Опубликовано в журнале Урал, номер 2, 2016
Александр
Архангельский. Коньяк «Ширван»: Дорожная повесть. — «Октябрь», 2015, № 10.
«Перестройка началась внезапно…» — внезапно начинается новая повесть Александра Архангельского, критика, литературоведа, публициста, а в данном случае писателя, работавшего с 1986 года в редакции «Дружбы народов» и занимавшегося Закавказьем, о чем, кстати, можно узнать еще из одной его недавней публикации — эссе в армянском номере журнала «Знамя» (2015, № 11).
Почему повесть начинается с перестройки, лично мне понятно. Дело и во все более определенном общественно-политическом запросе части элит на обновление/демонтаж системы, и в необходимости переосмысления пусть не столь отдаленного, но уже прошлого, — эпохи, которая видится сейчас как время формирования ключевых смыслов постсоветской России, не сумевшей, впрочем, сгенерировать что-то принципиально новое и откатившейся к привычным советским и досоветским моделям существования. Светлое прошлое, подменившее светлое будущее, в 2000-е стало национальным проектом, а перестройка и 1990-е в этой концепции — временем однозначно деструктивным, лихим, не годящимся для каких-либо иных интерпретаций. Нужно отметить, что сама широкая востребованность такой концепции — серьезный показатель того, что реальные 1980-е и даже 1990-е стираются из коллективной памяти, как практически стерты оттуда реальные 1970-е, в частности, их мощнейший нонконформистский опыт, о чем, например, совсем недавно говорила мудрая Ольга Седакова. Но стоит ли напоминать, что, вынимая какое-либо звено из общей цепи, пусть это будет в нашем случае историческая цепь, мы не получаем функционального целого? А потому и 1980-е, и 1990-е нуждаются в самом пристальном внимании и очищении от балласта стереотипов.
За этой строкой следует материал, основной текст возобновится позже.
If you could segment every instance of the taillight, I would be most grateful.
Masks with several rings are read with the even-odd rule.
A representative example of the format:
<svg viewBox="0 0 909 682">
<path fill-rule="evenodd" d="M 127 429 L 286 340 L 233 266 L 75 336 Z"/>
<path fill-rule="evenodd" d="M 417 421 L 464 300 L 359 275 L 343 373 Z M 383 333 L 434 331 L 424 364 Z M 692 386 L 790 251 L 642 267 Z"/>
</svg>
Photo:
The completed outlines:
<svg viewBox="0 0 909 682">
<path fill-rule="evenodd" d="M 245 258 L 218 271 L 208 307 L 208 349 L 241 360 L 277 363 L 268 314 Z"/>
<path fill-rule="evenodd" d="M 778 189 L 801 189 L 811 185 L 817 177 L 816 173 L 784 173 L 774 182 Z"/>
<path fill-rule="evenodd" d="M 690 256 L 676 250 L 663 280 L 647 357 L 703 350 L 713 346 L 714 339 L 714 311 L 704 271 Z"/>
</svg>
Александр Архангельский — писатель и журналист, всегда имеющий свою точку зрения на происходящее в стране. Его художественные произведения тому яркий пример — возьмите хоть роман «Музей революции» (2013), который на страницах «Урала» Игорь Савельев метко назвал «Википедией русской жизни», хоть сказку-аллегорию «Правило муравчика», опубликованную недавно в «Знамени» (№ 9, 2015) и весьма стереоскопически изображающую современные политические процессы. Повесть «Коньяк «Ширван»», которая, казалось бы, вовсе не про политику, но и про нее в том числе, убедительно передает атмосферу эпохи, проявляет самую ее сущность, болезненную и тревожную, но одновременно полную витальной энергии.
Повесть отдаленно напоминает «Филиал» Сергея Довлатова, где есть автобиографический герой и есть много писателей, в данном случае — со всего еще не распавшегося Союза, которые отправляются в шестидневную поездку по Азербайджану с заездом в Нагорный Карабах. Временами автор не удерживается от сатирической интонации: «Все подобные поездки начинались и заканчивались одинаково. По приезде весь народ ликует, настроение приподнятое. Кормят вкусно, произносят тосты. На третий день надоедает есть. На четвертый пить. Нарастает раздражение: этот чавкает и капает жиром на галстук, тот читает скучные стихи, эта крутит хвостом. А еще эти глупые шутки. Этот наигранный тон. Хочется домой, в родную ванну, в мягкие объятия халата, чтобы яйцо в мешочек, соль в солонке, крепкий чай и тишина». Но в целом Архангельский обходится без узнаваемого довлатовского смеха и смакования абсурдности жизни. Да и герой повести не писатель с полудиссидентским прошлым, а молодой журналист-комсомолец, который работает на радио и попутно пишет диссертацию «о туркманчайском мирном договоре, которым в тыща восемьсот двадцать восьмом году завершилась ирано-русская война» и роли Грибоедова в переговорах с Ираном. Плюс ко всему не автобиографический миф является смысловым ядром повести, на первом плане здесь все-таки пространство и время.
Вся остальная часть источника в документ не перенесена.